Je recommence à courir sur un faux plat montant bien usant. Gael m’aide beaucoup et me permet de courir (ou plutôt trottiner) après des côtes trop sèches qui m’ont contraint à marcher. Les 10 premiers kilomètres sont durs car il faut courir souvent sur un terrain assez boueux par moment, avec quelques courtes descentes, et nécessitent énormément de relances. Mais c’est quand même plus agréable d’être à deux ;) Je continue à doubler pas mal de personnes.

Le plus gros du dénivelé se situe sur les 5 derniers kilomètres. Les jambes sont dures. Aux 3 ravitaillements de la montée, ne pouvant plus ingurgiter de gels (trop de sucres), j’ai adopté la stratégie « tucs dans un verre de coca » pour qu’ils deviennent bien mous et soient facile à avaler sans mâcher. Manger saler me fait du bien.

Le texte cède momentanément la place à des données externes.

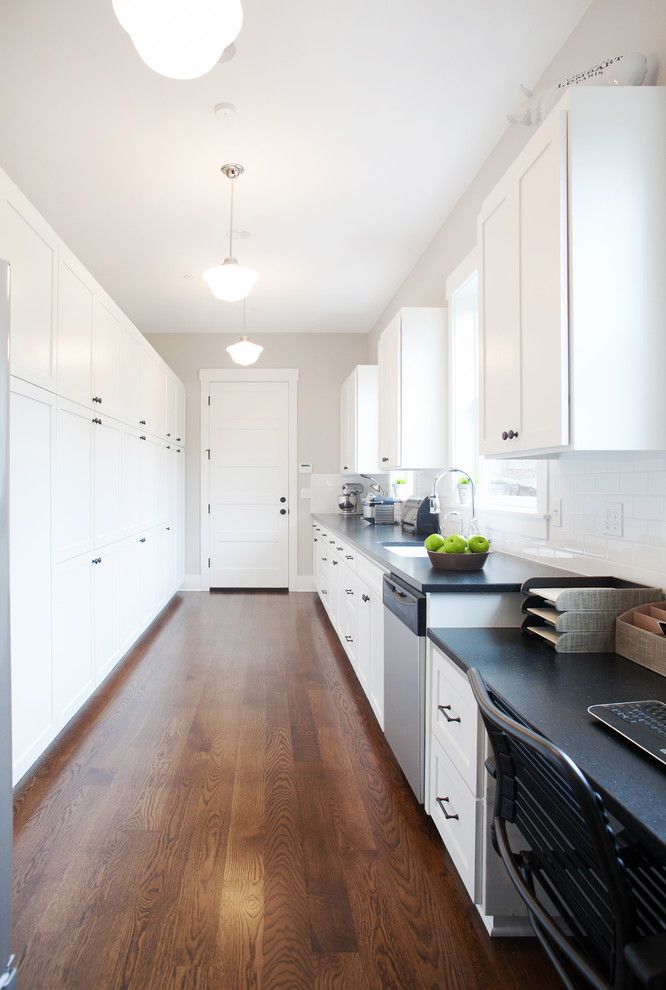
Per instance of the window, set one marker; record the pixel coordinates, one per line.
(513, 486)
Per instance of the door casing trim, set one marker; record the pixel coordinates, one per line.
(290, 376)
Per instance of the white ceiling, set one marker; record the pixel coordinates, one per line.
(359, 124)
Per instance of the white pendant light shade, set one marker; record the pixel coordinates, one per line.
(230, 281)
(244, 352)
(182, 39)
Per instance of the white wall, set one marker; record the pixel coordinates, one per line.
(610, 27)
(324, 360)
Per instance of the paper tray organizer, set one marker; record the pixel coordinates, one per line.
(579, 614)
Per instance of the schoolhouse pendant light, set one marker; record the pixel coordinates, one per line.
(230, 281)
(244, 351)
(182, 39)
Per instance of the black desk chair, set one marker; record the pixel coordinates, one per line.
(570, 871)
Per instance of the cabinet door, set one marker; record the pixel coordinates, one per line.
(106, 611)
(29, 245)
(499, 319)
(72, 522)
(75, 320)
(72, 634)
(541, 176)
(107, 477)
(377, 658)
(31, 449)
(108, 337)
(389, 358)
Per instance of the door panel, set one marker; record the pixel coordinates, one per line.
(249, 445)
(107, 438)
(72, 636)
(31, 482)
(73, 483)
(75, 309)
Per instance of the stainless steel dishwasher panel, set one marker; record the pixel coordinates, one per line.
(404, 680)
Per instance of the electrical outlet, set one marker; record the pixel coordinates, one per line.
(613, 519)
(556, 513)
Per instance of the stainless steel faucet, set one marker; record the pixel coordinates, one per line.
(434, 497)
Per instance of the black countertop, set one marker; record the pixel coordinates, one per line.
(502, 572)
(552, 692)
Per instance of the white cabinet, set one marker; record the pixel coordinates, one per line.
(106, 577)
(107, 475)
(523, 291)
(412, 356)
(31, 448)
(571, 323)
(108, 339)
(72, 515)
(75, 323)
(359, 410)
(72, 637)
(30, 246)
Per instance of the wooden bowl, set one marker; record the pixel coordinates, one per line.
(457, 561)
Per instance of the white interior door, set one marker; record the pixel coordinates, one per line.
(249, 484)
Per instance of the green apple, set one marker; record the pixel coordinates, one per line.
(433, 542)
(454, 544)
(479, 544)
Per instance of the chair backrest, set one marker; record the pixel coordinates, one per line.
(570, 848)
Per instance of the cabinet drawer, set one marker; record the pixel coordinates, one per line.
(455, 718)
(456, 813)
(370, 573)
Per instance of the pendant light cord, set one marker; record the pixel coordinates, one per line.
(231, 220)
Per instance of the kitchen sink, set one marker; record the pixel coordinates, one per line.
(403, 550)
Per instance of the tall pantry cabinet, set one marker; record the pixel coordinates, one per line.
(96, 480)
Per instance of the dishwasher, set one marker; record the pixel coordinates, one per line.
(404, 679)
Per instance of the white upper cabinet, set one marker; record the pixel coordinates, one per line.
(572, 295)
(359, 420)
(412, 355)
(30, 247)
(108, 339)
(75, 319)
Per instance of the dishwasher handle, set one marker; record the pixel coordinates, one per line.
(407, 604)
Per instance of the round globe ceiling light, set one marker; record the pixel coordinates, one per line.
(182, 39)
(244, 352)
(230, 281)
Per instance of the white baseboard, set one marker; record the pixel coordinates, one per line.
(191, 582)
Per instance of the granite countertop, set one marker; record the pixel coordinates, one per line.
(501, 573)
(552, 692)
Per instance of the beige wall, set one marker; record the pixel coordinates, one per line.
(323, 359)
(610, 27)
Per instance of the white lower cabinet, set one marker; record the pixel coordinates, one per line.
(460, 794)
(350, 588)
(106, 611)
(72, 636)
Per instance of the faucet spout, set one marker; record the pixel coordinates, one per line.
(434, 497)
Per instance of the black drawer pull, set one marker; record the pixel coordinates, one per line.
(445, 709)
(441, 802)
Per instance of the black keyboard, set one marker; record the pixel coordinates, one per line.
(641, 722)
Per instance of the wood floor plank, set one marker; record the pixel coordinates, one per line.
(226, 814)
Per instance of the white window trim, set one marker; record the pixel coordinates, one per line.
(289, 375)
(507, 517)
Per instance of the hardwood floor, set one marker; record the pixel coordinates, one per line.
(227, 815)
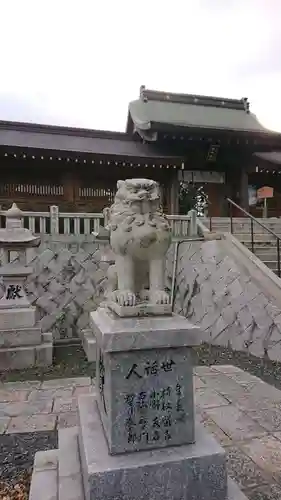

Come on ! Nous sommes à 2 kms de l’arrivée et nous apercevons enfin le sommet après un long moment dans la forêt au frais. Le soleil à cette heure n’est plus dérangeant et le paysage est magnifique. Je vois 3 concurrents pas très loin devant. Gael me motive. Je décide alors de tout donner pour les doubler. C’est les yeux humides, de douleurs, que je double le 3eme à 200m de l’arrivée et que je passe l’arche finale : 14h20. Amandine était là pour notre arrivée, heureuse que ce soit terminé sans que je ne me sois fait mal à la mâchoire. Je me classe 36eme sur la partie course à pied.


Conclusion

Le temps final est assez anecdotique. Le classement également : je finis à la 43eme place. Malgré ma belle remontée sur la partie course à pied, je pense honnêtement qu’avec une préparation non tronquée et une mâchoire non cassée, j'aurais pu terminer dans mon objectif de 13h et accrocher le top 10. Nous ne le serons jamais et avec des si on gagne à Kona ! Je suis malgré tout content d'être allé au bout de la course et le volume ne sera pas perdu pour la suite de la saison.

Selon moi le parcours vélo est challengeant sans être trop dûr si l'entrainement a été suivis : il n'y a pas vraiment de cols avec des forts pourcentages de bas en haut comme à l'Evergreen ou au Swissman par exemple. Les paysages sont sympas, avec la natation dans le lac d'Annecy et l'arrivée en haut du Semnoz avec une superbe vue.

Après la course, j'ai vu mon chirurgien privé qui m'a demandé le résultat de ma course et n'y croyait pas au début. Il pensait que j'abandonnerais dû à la fatigue des deux anesthésies générales et du manque d'entrainement. Je lui ai répondu que lorsque la tête le veut, le corps le peut :)

Maintenant, cap sur l'objectif principal de la saison : la Diagonale... en espérant qu'après une nouvelle anesthésie générale prévue début juillet je sois tranquille jusqu'en octobre.